In Red Hat Enterprise Linux, the smallest unit of process execution is called a thread. The system scheduler determines which processor runs a thread, and for how long the thread runs. However, because the scheduler's primary concern is to keep the system busy, it may not schedule threads optimally for application performance.
For example, say an application on a NUMA system is running on Node A when a processor on Node B becomes available. To keep the processor on Node B busy, the scheduler moves one of the application's threads to Node B. However, the application thread still requires access to memory on Node A. Because the thread is now running on Node B, and Node A memory is no longer local to the thread, it will take longer to access. It may take longer for the thread to finish running on Node B than it would have taken to wait for a processor on Node A to become available, and to execute the thread on the original node with local memory access.
Performance sensitive applications often benefit from the designer or administrator determining where threads are run. For details about how to ensure threads are scheduled appropriately for the needs of performance sensitive applications, see Section 6.3.6, “Tuning Scheduling Policy”.

6.1.2.1. Kernel Ticks

In previous versions of Red Hat Enterprise Linux, the Linux kernel interrupted each CPU on a regular basis to check what work needed to be done. It used the results to make decisions about process scheduling and load balancing. This regular interruption was known as a kernel tick.
This tick occurred regardless of whether there was work for the core to do. This meant that even idle cores were forced into higher power states on a regular basis (up to 1000 times per second) to respond to the interrupts. This prevented the system from effectively using deep sleep states included in recent generations of x86 processors.
In Red Hat Enterprise Linux 6 and 7, by default, the kernel no longer interrupts idle CPUs, which tend to be in low power states. This behavior is known as the tickless kernel. Where one or fewer tasks are running, periodic interrupts have been replaced with on-demand interrupts, allowing CPUs to remain in an idle or low power state for longer, and reducing power usage.
Red Hat Enterprise Linux 7 offers a dynamic tickless option (nohz_full) to further improve determinism by reducing kernel interference with user-space tasks. This option can be enabled on specified cores with the nohz_full kernel parameter. When this option is enabled on a core, all timekeeping activities are moved to non-latency-sensitive cores. This can be useful for high performance computing and realtime computing workloads where user-space tasks are particularly sensitive to microsecond-level latencies associated with the kernel timer tick.
For details on how to enable the dynamic tickless behavior in Red Hat Enterprise Linux 7, see Section 6.3.1, “Configuring Kernel Tick Time”.
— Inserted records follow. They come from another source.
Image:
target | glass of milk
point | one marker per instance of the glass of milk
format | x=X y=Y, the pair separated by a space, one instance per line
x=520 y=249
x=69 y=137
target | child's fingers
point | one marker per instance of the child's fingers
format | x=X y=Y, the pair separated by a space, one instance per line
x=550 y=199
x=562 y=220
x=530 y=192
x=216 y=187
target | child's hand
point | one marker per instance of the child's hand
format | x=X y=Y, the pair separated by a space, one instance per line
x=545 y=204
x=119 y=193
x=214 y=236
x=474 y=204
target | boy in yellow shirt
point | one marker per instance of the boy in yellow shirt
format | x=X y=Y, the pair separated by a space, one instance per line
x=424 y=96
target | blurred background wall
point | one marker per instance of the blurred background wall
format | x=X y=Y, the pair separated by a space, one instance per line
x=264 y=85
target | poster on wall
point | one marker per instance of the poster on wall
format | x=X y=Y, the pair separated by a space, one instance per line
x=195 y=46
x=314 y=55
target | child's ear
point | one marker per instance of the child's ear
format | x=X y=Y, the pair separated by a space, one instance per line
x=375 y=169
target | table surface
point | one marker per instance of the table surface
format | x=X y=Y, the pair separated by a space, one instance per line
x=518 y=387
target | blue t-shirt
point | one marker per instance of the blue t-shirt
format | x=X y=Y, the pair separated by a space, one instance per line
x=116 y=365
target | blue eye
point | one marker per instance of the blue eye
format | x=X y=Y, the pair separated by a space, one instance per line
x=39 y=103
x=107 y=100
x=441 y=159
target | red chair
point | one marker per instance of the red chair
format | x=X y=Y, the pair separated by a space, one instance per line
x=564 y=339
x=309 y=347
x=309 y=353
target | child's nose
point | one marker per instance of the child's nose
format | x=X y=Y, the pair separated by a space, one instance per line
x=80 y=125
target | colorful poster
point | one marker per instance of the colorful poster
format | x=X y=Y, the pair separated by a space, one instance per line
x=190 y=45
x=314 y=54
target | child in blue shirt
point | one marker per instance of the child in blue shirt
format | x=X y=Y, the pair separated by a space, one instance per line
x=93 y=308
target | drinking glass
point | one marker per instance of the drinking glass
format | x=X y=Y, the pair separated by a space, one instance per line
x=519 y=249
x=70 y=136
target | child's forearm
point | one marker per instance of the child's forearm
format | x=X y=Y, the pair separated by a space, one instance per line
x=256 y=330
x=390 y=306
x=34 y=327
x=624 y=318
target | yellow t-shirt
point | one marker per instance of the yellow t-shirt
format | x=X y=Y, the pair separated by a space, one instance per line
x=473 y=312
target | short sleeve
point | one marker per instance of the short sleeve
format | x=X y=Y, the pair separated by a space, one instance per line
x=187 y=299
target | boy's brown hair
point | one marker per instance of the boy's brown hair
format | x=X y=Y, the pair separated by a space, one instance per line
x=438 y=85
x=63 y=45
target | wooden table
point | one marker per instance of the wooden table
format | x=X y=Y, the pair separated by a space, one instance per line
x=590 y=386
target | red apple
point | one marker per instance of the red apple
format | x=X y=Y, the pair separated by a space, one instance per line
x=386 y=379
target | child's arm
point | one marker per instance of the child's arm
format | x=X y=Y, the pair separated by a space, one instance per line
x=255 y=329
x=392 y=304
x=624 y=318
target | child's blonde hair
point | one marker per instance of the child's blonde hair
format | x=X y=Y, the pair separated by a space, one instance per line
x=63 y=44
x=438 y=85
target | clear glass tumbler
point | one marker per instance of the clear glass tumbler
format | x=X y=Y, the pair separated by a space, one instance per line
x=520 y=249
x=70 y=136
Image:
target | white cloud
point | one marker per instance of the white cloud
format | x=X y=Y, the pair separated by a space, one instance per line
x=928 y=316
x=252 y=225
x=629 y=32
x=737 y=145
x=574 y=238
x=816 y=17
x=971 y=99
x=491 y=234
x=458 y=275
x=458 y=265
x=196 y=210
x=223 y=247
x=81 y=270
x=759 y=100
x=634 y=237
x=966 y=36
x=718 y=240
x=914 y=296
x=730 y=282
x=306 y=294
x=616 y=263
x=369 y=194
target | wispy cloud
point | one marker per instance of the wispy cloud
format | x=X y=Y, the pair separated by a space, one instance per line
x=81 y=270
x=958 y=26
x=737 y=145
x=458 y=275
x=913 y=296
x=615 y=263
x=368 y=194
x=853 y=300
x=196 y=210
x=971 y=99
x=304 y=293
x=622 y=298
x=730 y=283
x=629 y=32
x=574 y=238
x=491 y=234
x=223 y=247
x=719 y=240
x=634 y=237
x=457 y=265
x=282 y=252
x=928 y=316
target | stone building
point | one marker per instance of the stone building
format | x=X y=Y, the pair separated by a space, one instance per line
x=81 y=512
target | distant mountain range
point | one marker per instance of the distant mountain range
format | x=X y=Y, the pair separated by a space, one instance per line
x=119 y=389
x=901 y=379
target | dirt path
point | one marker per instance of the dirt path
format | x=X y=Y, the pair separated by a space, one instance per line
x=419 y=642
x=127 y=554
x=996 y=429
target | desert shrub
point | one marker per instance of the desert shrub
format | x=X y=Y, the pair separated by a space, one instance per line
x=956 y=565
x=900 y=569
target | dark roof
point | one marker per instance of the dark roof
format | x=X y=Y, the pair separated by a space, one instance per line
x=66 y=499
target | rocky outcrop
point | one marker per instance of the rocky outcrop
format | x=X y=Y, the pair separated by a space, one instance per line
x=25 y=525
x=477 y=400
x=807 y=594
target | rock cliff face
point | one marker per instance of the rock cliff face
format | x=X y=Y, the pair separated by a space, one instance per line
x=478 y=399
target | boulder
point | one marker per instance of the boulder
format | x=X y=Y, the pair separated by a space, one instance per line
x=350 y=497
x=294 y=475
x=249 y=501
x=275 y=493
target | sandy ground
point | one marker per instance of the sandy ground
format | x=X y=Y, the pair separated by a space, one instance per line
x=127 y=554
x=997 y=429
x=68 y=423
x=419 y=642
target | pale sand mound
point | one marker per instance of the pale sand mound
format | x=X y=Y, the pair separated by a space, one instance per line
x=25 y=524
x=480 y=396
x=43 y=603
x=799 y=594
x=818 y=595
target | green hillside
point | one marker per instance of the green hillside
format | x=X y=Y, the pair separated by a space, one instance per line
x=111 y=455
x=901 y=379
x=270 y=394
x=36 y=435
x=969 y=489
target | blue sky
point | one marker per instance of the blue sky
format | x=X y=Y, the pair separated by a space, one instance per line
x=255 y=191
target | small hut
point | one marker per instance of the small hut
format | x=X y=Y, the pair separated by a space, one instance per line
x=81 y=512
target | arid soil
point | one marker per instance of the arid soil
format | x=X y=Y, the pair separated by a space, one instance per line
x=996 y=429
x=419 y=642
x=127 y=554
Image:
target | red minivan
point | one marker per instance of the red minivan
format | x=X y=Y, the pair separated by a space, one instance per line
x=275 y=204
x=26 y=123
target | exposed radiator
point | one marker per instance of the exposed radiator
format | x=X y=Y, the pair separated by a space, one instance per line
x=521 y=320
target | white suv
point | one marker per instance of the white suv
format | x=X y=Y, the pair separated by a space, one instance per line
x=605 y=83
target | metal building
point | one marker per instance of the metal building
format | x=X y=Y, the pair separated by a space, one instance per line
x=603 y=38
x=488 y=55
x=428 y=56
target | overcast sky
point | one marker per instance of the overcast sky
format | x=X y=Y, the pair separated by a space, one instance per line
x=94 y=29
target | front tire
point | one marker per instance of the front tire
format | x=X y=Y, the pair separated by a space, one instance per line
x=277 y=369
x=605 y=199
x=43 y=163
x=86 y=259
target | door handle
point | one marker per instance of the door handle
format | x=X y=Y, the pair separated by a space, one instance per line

6.1.3. Interrupt Request (IRQ) Handling

An interrupt request or IRQ is a signal for immediate attention sent from a piece of hardware to a processor. Each device in a system is assigned one or more IRQ numbers to allow it to send unique interrupts. When interrupts are enabled, a processor that receives an interrupt request will immediately pause execution of the current application thread in order to address the interrupt request.
Because they halt normal operation, high interrupt rates can severely degrade system performance. It is possible to reduce the amount of time taken by interrupts by configuring interrupt affinity or by sending a number of lower priority interrupts in a batch (coalescing a number of interrupts).
For more information about tuning interrupt requests, see Section 6.3.7, “Setting Interrupt Affinity on AMD64 and Intel 64” or Section 6.3.8, “Configuring CPU, Thread, and Interrupt Affinity with Tuna”. For information specific to network interrupts, see Chapter 9, Networking.